The last of my NetGalley books published in May that I’ll get read in May, and ever such a good one – another non-fiction book after a spate of novels, and absorbing, moving and full of information. This would be a good companion piece to Sheila Gear’s “Foula” as well as Peter Jamieson’s “Letters on Shetland“, and indeed Munro visits Foula in this book, as well as spending time on mainland Shetland and various others of the islands.

Catherine Munro – “The Ponies at the Edge of the World: A Story of Hope and Belonging in Shetland”

(27 April 2022)

I felt the presence of time, the ancient breed of sheep roaming the hills, the people who nurture and understand them, the birds, ocean and seals, eternal, ordinary and magical. I noticed my body and the feeling of flow between me and the surrounding world, a surprising lack of tension.

I’m counting this as a travel book rather than a nature book as such, as it’s steeped in both the human social atmosphere of the Shetlands and the animal and bird life. It is full of the author’s life and reactions, too, but that felt natural and not forced or inserted at the demand of an editor, and her careful thinking and teasing apart of her own thoughts and what she’d told by others is intelligent and well done.

Munro was living an almost hand-to-mouth existence in Scotland, in precarious employment but yearning for nature and open spaces, when she managed to secure a funded PhD place to study animal domestication, specifically of Shetland ponies, in the Shetland Isles.
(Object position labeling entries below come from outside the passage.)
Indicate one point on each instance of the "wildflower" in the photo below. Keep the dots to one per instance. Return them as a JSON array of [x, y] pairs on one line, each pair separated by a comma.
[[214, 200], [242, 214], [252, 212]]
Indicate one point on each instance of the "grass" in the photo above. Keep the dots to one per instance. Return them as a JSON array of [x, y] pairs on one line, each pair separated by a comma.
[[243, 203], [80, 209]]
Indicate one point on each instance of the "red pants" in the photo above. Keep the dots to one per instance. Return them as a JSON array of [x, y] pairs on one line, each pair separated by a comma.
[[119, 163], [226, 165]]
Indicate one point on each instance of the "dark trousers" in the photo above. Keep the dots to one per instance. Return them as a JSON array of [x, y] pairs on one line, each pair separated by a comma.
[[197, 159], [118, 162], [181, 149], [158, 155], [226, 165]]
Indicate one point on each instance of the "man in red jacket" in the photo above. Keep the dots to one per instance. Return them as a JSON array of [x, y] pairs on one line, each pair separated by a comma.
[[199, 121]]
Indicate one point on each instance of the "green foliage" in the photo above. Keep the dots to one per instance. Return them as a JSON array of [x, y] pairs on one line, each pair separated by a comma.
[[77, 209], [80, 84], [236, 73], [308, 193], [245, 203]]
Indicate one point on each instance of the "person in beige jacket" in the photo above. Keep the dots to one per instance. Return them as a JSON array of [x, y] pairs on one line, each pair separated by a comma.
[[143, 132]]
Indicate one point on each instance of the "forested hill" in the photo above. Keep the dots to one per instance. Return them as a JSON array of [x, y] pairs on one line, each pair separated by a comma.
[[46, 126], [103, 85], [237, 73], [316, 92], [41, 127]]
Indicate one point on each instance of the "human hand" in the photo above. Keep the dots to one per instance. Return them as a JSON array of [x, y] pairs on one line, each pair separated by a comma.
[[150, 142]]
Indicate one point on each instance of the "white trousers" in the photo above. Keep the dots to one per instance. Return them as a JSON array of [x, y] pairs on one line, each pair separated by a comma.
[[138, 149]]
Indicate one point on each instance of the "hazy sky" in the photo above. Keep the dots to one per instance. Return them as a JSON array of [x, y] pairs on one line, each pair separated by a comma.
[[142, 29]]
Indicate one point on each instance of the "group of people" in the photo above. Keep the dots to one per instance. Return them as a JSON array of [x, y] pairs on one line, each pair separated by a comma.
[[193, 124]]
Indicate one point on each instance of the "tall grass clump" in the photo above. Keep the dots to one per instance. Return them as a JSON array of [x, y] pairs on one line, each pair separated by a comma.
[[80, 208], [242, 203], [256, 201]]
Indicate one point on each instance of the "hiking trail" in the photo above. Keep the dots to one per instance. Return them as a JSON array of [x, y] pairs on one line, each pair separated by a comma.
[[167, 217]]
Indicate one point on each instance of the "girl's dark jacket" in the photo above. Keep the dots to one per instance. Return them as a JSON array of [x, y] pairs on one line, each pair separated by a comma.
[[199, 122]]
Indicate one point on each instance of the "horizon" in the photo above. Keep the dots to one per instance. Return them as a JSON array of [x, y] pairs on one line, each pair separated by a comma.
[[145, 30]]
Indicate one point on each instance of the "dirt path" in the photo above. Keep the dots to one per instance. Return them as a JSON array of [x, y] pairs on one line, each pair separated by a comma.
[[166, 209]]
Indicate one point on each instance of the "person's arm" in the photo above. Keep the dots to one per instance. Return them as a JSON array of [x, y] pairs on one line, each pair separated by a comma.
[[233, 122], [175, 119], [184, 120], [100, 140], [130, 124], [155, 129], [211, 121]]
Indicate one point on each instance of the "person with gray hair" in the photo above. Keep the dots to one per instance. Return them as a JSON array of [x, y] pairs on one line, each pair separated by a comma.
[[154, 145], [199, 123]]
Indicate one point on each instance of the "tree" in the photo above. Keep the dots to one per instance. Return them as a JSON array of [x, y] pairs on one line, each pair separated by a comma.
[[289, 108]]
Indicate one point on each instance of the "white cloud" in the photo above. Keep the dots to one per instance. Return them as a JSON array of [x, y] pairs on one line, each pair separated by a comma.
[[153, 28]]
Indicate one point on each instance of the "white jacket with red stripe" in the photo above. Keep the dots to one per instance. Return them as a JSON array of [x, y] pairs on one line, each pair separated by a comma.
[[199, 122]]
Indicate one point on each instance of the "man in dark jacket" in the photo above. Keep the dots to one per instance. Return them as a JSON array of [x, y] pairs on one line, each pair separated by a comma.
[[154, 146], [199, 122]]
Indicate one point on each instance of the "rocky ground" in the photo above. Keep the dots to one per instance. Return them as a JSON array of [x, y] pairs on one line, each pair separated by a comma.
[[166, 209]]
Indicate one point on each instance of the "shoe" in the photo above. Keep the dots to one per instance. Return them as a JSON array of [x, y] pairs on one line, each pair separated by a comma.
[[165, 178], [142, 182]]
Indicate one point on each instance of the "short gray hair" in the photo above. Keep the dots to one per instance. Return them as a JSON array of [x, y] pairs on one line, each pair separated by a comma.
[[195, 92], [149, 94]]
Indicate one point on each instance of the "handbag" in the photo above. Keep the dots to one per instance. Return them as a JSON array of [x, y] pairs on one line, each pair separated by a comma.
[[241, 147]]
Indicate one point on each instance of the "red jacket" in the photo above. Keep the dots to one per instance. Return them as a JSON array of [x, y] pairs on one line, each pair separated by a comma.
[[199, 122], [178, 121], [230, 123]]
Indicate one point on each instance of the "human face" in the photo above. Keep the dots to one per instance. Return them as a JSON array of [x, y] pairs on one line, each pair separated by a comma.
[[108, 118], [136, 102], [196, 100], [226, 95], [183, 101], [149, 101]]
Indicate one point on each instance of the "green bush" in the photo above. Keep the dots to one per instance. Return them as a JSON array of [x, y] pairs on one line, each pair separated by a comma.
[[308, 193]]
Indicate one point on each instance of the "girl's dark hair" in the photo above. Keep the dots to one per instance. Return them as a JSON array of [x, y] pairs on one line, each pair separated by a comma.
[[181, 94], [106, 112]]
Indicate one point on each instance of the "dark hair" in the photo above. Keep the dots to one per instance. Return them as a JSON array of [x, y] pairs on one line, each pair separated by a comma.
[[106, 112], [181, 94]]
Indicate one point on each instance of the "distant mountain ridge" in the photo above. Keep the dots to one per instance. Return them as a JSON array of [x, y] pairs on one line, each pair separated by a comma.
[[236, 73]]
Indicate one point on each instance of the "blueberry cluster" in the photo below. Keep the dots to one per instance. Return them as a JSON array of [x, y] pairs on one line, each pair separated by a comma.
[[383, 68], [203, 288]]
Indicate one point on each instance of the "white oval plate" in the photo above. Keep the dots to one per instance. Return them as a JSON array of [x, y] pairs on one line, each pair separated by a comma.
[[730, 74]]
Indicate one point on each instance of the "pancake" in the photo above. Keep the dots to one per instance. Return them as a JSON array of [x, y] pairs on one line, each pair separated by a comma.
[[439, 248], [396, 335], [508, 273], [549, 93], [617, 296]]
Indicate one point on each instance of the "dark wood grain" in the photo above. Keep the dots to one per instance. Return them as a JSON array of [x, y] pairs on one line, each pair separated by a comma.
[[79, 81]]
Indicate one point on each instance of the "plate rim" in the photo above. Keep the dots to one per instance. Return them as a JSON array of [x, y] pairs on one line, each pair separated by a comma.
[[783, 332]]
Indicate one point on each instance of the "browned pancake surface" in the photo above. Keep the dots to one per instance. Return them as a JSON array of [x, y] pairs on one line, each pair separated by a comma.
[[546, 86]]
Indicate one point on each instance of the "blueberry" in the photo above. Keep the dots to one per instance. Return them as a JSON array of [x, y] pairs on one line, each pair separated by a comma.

Off she and her husband go (especially after reading “Snow Widows”, I liked the theme that her supportive husband followed her on her research journey) and settle in to a small house in a tiny community, digging in and working out how to exist there amongst the close-knit community and learning about the lives of the pony breeders and their charges.

I have to say here that I am particularly impressed that Munro managed to get a PhD and this book out of her year in Shetland; working with doctoral students, the time and other pressures are immense (and, indeed, she discusses this when starting a family but not getting any time off) and it’s astounding to have produced both!

We meet other wildlife as well as the ponies, including an orphaned lamb she rescues and the bird life of the islands. It’s all beautifully described, dialect words mixing with scientific ones naturally and authentically. The landscapes and weather are also superbly described and then we come to her fellow-islanders, respected and admired, their personalities drawn and their relationships with their animals carefully and considerately unpicked.

Munro’s central idea is that good, ideal domestication involves teaching the ponies how to interact positively with humans while retaining their own natural abilities and senses, letting them make their own decisions and learning from and with them. Shetlanders have strong ideas about what their animals are like, as a breed first, and then as individual studs, and Munro tries to describe how this happens and its deep value. Working with other people’s ponies, she gets an idea of how it works herself, too – the descriptions of her and others’ interactions with the ponies are moving and fascinating.

Going further, the landscape is seen as another actor in the interplay of humans, animals and the islands, and this is very plausible, each having an effect on the other two. Humans and animals are interwoven and back up each others’ attributes:

… across Shetland, island breeds are included as active participants in the stories of hard work and resourcefulness and tare so central to local identities. Connections between animals, history and contemporary life and closely interwoven in ways that are powerfully symbolic, but the shared attributes between people and animals inform and are informed by everyday embodied relationships with the animals they love.

There’s no call to action here, but a description of what works and a worry about what might happen if things move otherwise. It’s good to see changes and adaptations in the way Shetland ponies are used – for example, their innate good relationship with children and vulnerable people makes them ideal therapeutic animals – which might secure their future.

I should probably add a content warning for pregnancy loss here as there is a fair bit of detail, although it’s not a sad book as such when seen overall. And Munro derives a lot of healing from the places she stays in Shetland, again in a natural and authentic way: even when she’s visiting sacred sites and monuments, it’s more matter-of-fact than woo, an acknowledgement of special, “thin” places in the world and the weight of history.

A lovely book I’m very glad I read.

Thank you to Ebury/Rider Publishing for selecting me to read this book via NetGalley in return for an honest review. “The Ponies at the Edge of the World” was published on 19 May 2022.